Mobileread
azw3r highlight and note extraction info
#11  j.p.s 08-10-2019, 01:54 PM
Quote ilovejedd
Awesome work! Question though, how do you use this (syntax)? I'm assuming Linux only? Will this work on a Linux LiveUSB?

Thanks!
The C code needs to be compiled. It is not linux specific, but the POSIX mmap() call might not be supported everywhere.

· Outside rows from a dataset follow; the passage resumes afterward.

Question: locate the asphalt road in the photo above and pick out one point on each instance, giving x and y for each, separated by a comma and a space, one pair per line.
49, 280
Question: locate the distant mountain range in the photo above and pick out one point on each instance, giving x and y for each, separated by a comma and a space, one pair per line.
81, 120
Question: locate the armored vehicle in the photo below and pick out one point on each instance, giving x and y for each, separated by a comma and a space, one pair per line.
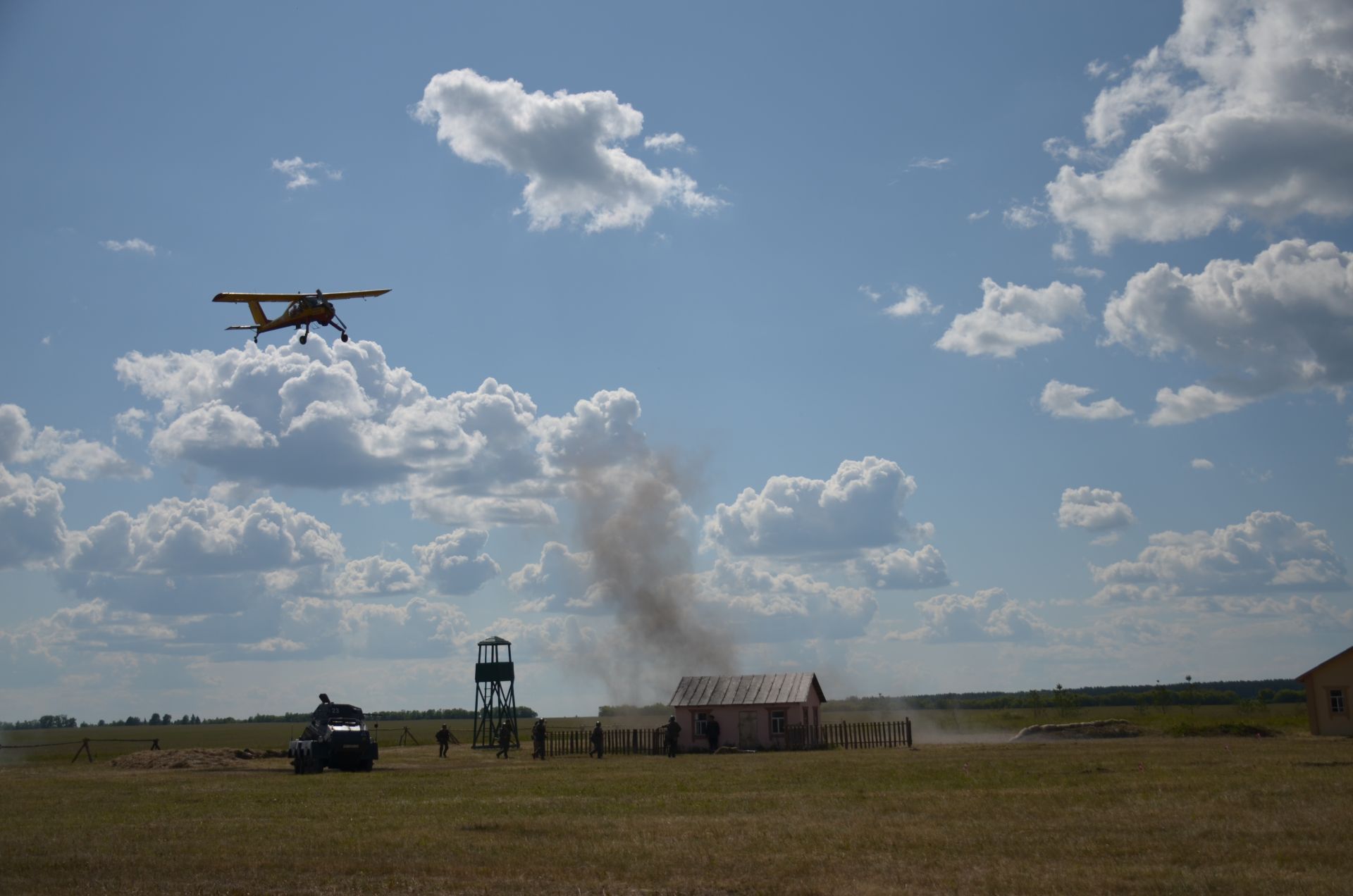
336, 738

It should work fine on a Linux LiveUSB with a C compiler or with a compiled binary copied from a compatible linux system.

Microsoft has been misleadingly claiming POSIX compliance for decades, but it is my understanding that Microsoft Windows Subsystem for linux (or whatever it is called) is the real deal.

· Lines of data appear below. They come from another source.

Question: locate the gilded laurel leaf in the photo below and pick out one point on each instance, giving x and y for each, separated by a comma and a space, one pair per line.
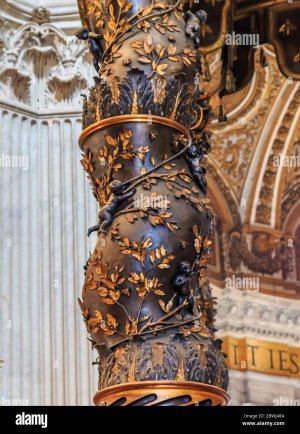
102, 291
136, 44
144, 59
110, 140
162, 305
111, 320
107, 301
171, 49
148, 44
160, 68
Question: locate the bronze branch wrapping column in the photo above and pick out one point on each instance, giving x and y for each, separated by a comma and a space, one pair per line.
145, 301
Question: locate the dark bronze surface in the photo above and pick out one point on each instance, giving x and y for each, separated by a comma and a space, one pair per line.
142, 300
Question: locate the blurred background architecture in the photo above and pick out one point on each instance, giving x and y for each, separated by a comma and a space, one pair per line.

If you have a C compiler and it doesn't work, I can make a small change that just reads the entire azw3r file into a buffer since it is very unlikely that one would ever be too large to do that.

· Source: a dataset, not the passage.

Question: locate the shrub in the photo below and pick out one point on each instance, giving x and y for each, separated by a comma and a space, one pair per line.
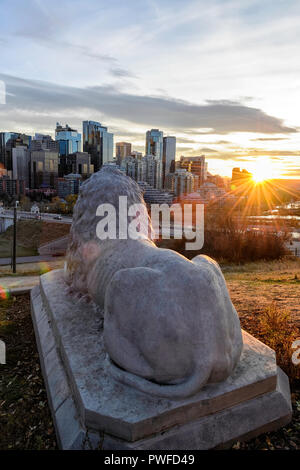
277, 331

Maybe a pythonista will come along and crank out a python equivalent or improvement.

To compile:
Code
cc -o azw3r azw3r.c
To run (1st is for notes only, 2nd is for highlights only, 3rd for both highlights and notes, and 4th sorts the notes to be by where they are in the book):
Code
azw3r -i name.azw3r > name.notes
azw3r -h -i name.azw3r > name.highlights
azw3r -h -n -i name.azw3r > name.notes
azw3r -i name.azw3r | sort -n > name.notes
Example output:
Code
97434 97443 Note: 'Not correct definition for this book.'
114792 114796 Note: 'Should be in x-ray terms category.'
135617 135632 Note: 'Same as Tut'
533488 533494 Note: 'Not a person.'
553723 553726 Note: 'Not a podcast.'
712228 712235 Note: 'Not a video game.'
The output of the C program can be the end product, or it can be processed into some other format or used as input for some other program, such as the perl script attached to the first post that inserts the notes and/or hightlights into the kindleunpack rawml output of the book.
Reply 

#12  j.p.s 08-11-2019, 06:11 PM
I've attached a perl script, azw3r.pl as the gzip'd azw3r.pl.gz to the first post. It provides the same functionality as the azw3r.c program. It should run on any platform that has perl installed. Same syntax, e.g.
Code
azw3r.pl -i name.azw3r > name.notes
or
perl azw3r.pl -i name.azw3r > name.notes
I think I can get something that works for yjr and maybe mbp1, but won't be able to start on it until next weekend.
Reply 

#13  j.p.s 08-11-2019, 08:18 PM
Update:

The azw3r C program and perl script, as is, work for KFX yjr files for highlights or notes separately, that is using only the -n or -h option and not both at the same time. It is OK for the yjr file have both highlights and notes in it. (The C program works with both at the same time on azw3r files.)

The perl script, unlike the C program, does work fine for listing both highlights and notes at the same time for both yjr and azw3r files.

The perl script notes_insert.pl is not able to process the listings for KFX yjr files.

The perl script azw3r.pl probably does not work for notes longer than 255 characters on any file type. This should be easy to fix.
Reply 

#14  Luca2903 08-13-2019, 03:28 PM
HI JPS, very interesting work.

Could you please be so kind to try and help me a little bit?

I have this problem here, and I'd like to understand more if your solution is able to help me.

https://www.mobileread.com/forums/sh...44#post3878444

Thanks!
Reply 

#15  j.p.s 08-13-2019, 06:10 PM
Quote Luca2903
HI JPS, very interesting work.

Could you please be so kind to try and help me a little bit?

I have this problem here, and I'd like to understand more if your solution is able to help me.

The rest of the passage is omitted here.